El cardenal Crescenzio Sepe, prefecto de la Congregación para la Evangelización de los Pueblos, durante la homilía de la misa de consagración, el sábado pasado, reconoció: «Después de los años oscuros de la persecución, la comunidad católica de Rrëshen ha encontrado, finalmente, un lugar en el que celebrar los santos misterios que manifiestan los momentos más intensos de la vida cristiana».

Estaban presentes en la consagración de la catedral, dedicada a «Jesús, único Salvador del mundo», todos los obispos y los administradores apostólicos de Albania, los obispos de Kosovo y de Montenegro y algunos representantes de los obispos y de Cáritas diocesana de Italia que han contribuido a la construcción del templo, informa la Agencia misionera Fides.

«La nueva catedral es un signo de reactivación de la fe que cancela «el Día de la Vergüenza», explicó monseñor Cristóforo Palmieri, administrador apostólico de Rrëshen.

La consagración del nuevo templo representa un signo de esperanza para una Iglesia que, perseguida durante mucho tiempo, reemprendió su propia actividad hace poco más de una década.

«Me alegra encontrarme aquí, acompañado por vuestro pastor, monseñor Cristoforo Palmieri, para consagrar esta nueva catedral de Rrëshen, dijo el cardenal Sepe, presente en Albania del 8 al 12 de noviembre.

«Aquí daremos hospitalidad al Señor –continuó– y aprenderemos, también, a reconocernos hermanos, y a construir, día tras día, una viva y fecunda comunidad de fe. Os traigo, con particular satisfacción, en esta especial circunstancia, el abrazo y la bendición del Santo Padre».

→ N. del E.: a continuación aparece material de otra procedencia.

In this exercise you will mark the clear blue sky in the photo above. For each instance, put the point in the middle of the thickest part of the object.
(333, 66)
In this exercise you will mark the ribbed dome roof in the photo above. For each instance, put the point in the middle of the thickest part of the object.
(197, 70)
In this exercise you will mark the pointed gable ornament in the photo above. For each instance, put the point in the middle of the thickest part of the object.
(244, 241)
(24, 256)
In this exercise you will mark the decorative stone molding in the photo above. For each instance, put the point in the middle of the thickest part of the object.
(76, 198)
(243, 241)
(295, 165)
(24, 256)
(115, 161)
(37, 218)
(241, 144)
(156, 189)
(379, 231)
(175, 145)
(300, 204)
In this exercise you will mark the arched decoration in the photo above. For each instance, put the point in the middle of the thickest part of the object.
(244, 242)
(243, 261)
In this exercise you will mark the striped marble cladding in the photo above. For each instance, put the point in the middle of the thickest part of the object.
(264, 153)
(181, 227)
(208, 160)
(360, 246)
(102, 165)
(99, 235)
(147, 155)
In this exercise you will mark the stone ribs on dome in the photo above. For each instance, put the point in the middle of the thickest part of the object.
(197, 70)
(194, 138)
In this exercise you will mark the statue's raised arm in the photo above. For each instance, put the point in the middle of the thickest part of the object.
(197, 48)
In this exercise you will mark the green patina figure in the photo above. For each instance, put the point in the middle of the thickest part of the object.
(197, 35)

La liturgia de la consagración, explicó el cardenal Sepe, «ayuda a reflexionar sobre los valores de la fe cristiana. Consagrar significa privarse de algo importante para dárselo a Dios».

Profundizando en este punto, el purpurado recalcó que la consagración se refiere no tanto a las cosas «como a nuestras personas de creyentes y a nuestro deseo de pertenecer a Dios».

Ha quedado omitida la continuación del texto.